The flags register can also cause partial register stalls:
CMP EAX, EBX INC ECX JBE XX ; partial flags stall
The JBE instruction reads both the carry flag and the zero flag. Since the INC instruction changes the zero flag, but not the carry flag, the JBE instruction has to wait for the two preceding instructions to retire before it can combine the carry flag from the CMP instruction and the zero flag from the INC instruction. This situation is likely to be a bug rather than an intended combination of flags. To correct it change INC ECX to ADD ECX,1. A similar bug that causes a partial flags stall is SAHF / JL XX. The JL instruction tests the sign flag and the overflow flag, but SAHF doesn't change the overflow flag. To correct it, change JL XX to JS XX.

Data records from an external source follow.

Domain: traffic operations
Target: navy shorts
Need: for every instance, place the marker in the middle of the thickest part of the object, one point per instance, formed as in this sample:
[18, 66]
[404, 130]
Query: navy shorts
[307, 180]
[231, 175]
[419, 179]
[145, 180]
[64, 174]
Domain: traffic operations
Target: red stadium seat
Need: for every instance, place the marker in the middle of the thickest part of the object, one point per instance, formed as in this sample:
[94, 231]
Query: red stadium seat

Unexpectedly (and contrary to what Intel manuals say) you also get a partial flags stall after an instruction that modifies some of the flag bits when reading only unmodified flag bits:
CMP EAX, EBX INC ECX JC XX ; partial flags stall
but not when reading only modified bits:
CMP EAX, EBX INC ECX JE XX ; no stall
Partial flags stalls are likely to occur on instructions that read many or all flags bits, i.e. LAHF, PUSHF, PUSHFD. The following instructions cause partial flags stalls when followed by LAHF or PUSHF(D): INC, DEC, TEST, bit tests, bit scan, CLC, STC, CMC, CLD, STD, CLI, STI, MUL, IMUL, and all shifts and rotates. The following instructions do not cause partial flags stalls: AND, OR, XOR, ADD, ADC, SUB, SBB, CMP, NEG. It is strange that TEST and AND behave differently while, by definition, they do exactly the same thing to the flags. You may use a SETcc instruction instead of LAHF or PUSHF(D) for storing the value of a flag in order to avoid a stall.
Examples:
INC EAX / PUSHFD ; stall ADD EAX,1 / PUSHFD ; no stall SHR EAX,1 / PUSHFD ; stall SHR EAX,1 / OR EAX,EAX / PUSHFD ; no stall TEST EBX,EBX / LAHF ; stall AND EBX,EBX / LAHF ; no stall TEST EBX,EBX / SETZ AL ; no stall CLC / SETZ AL ; stall CLD / SETZ AL ; no stall
The penalty for partial flags stalls is approximately 4 clocks.